Whilst new launches have been thin on the ground this year (6 investment companies collectively raised £691m, compared to 15 investment companies raising £1.7bn in 2010), it is new launches with an income theme that have tended to succeed in coming to market. Indeed Cazenove highlighted recently that, with equity market volatility returning to crisis levels, “uncorrelated – or alternative – income appears an attractive proposition.”  New, alternative income funds have increasingly joined an existing universe of UK equity income and global equity income.  Cazenove argue that “in our opinion, fundraising for income – especially alternative income focused investment companies - is likely to continue to dominate new issuance in the near-term.”

The launch data for 2011 certainly does bear this out.  In what Cazenove would no doubt describe as ‘alternative income’, Duet Real Estate Finance, in the Sector Specialist: Debt sector, was the first launch of 2011, raising £50m in March.  The company’s objective is to provide shareholders, through investment in its Master fund, with regular dividends and an attractive total return while limiting downside risk to capital, through exposure to European commercial real estate debt.  And anyone thinking that anything with ‘Europe’ in the remit might not be in vogue must think again: the fund was on a premium of 1% at 5 December 2011 and has a current dividend yield of 4.1%. In fact all but one of this year’s launches were  trading close to par on 5 December 2011, between a 2% premium and a 2% discount compared to an industry average discount of 10% at the end of November 2011. 

NB Global Floating Rate Income, another Sector Specialist: Debt investment company, has been by far the largest launch in 2011, raising £309m back in April. It was on a discount of just -0.4% on 5 December.  In the Forestry and Timber sector, Forest Company raised £166m in June and has been the only launch this year that has not had an income theme.  On 5 December it was trading close to par, at 0.2%.

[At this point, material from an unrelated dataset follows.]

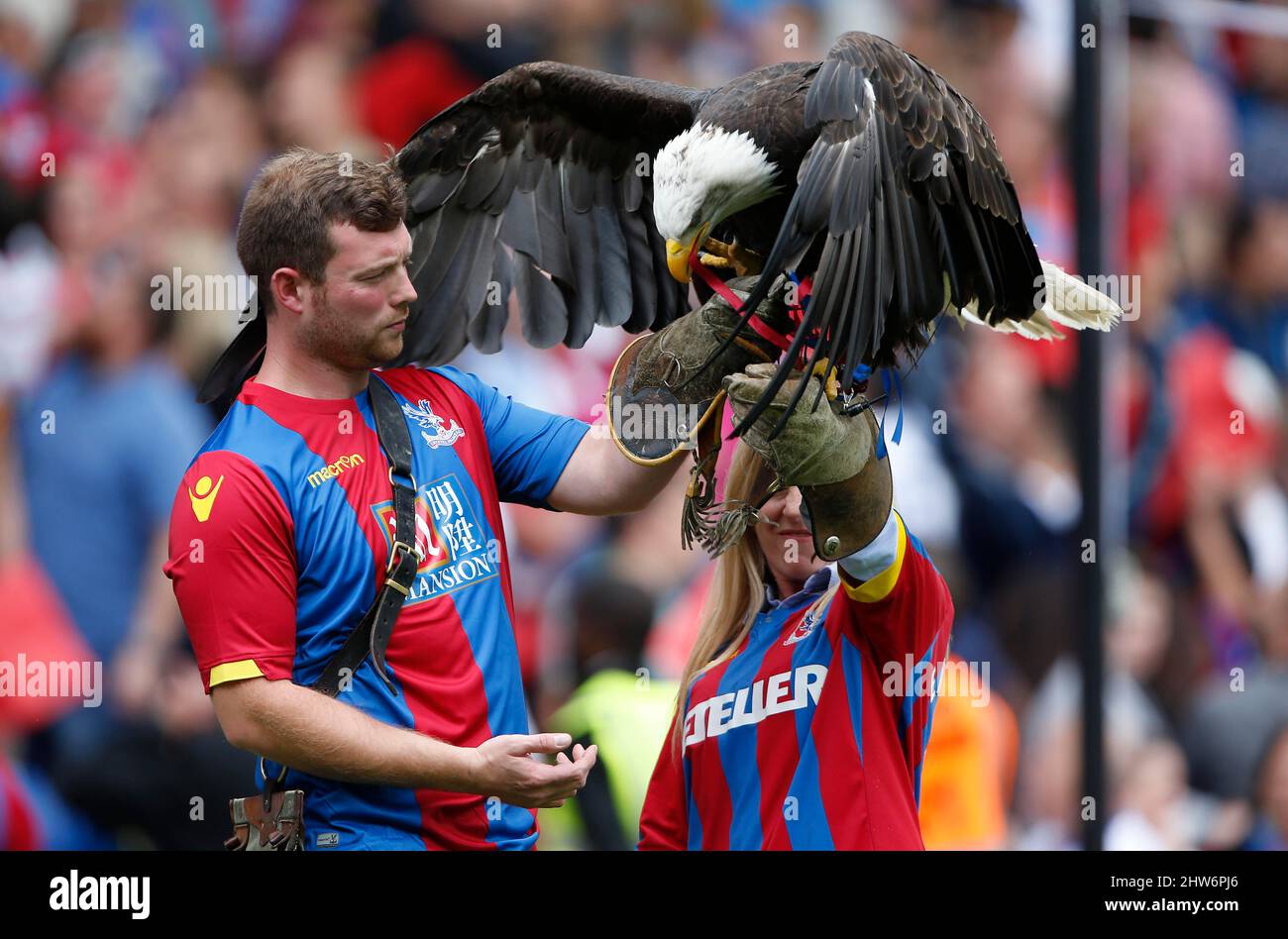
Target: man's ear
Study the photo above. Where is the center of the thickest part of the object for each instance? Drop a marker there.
(287, 287)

Two more conventional launches this year still had an income theme.  Diverse Income Trust (UK Growth & Income) and Henderson International Income (Global Growth & Income) were launched in April raising £50m and £42m respectively.  At 5 December 2011, Diverse Income Trust was on a discount of 1.8%, whilst Henderson International Income was on a discount of 1.7%.  Another launch in the Global Growth sector, Damille Investments II (SFM) raised £74m.

Of course whilst new issues are an interesting measure of investor sentiment, the wider investment company sector has a long and enviable reputation when it comes to dividend records.  AIC research recently suggested that one third (33%) of conventional investment companies are yielding more than the FTSE 100 average annual yield of 3.2% (80 investment companies out of a universe of 244 conventional AIC members).  Two thirds of these (66%) were trading at a discount to net asset value (55 out of a total of 80 companies).  Investment trusts have the ability to sustain their dividends, by building up their revenue reserves in good years, allowing them to pay dividends in difficult years. They do this by squirreling away up to 15% of the income they receive each year and transferring this to their revenue reserves. Known as ‘smoothing’ dividends, this is one of the defining characteristics of the sector and has helped some investment trusts to raise their dividends each year for shareholders over many years.  This can be a great comfort to investors, particularly in difficult times.

As 2011 draws to a close, the economic outlook is perhaps less certain than ever.  But whilst launches have been muted this year, the launches do illustrate that companies with a mandate that resonates with investors can still be brought to market.  And with so many investment companies with an income focus trading at narrow discounts, if not premiums, it may seem that the income story has further to travel yet.  Only time will tell.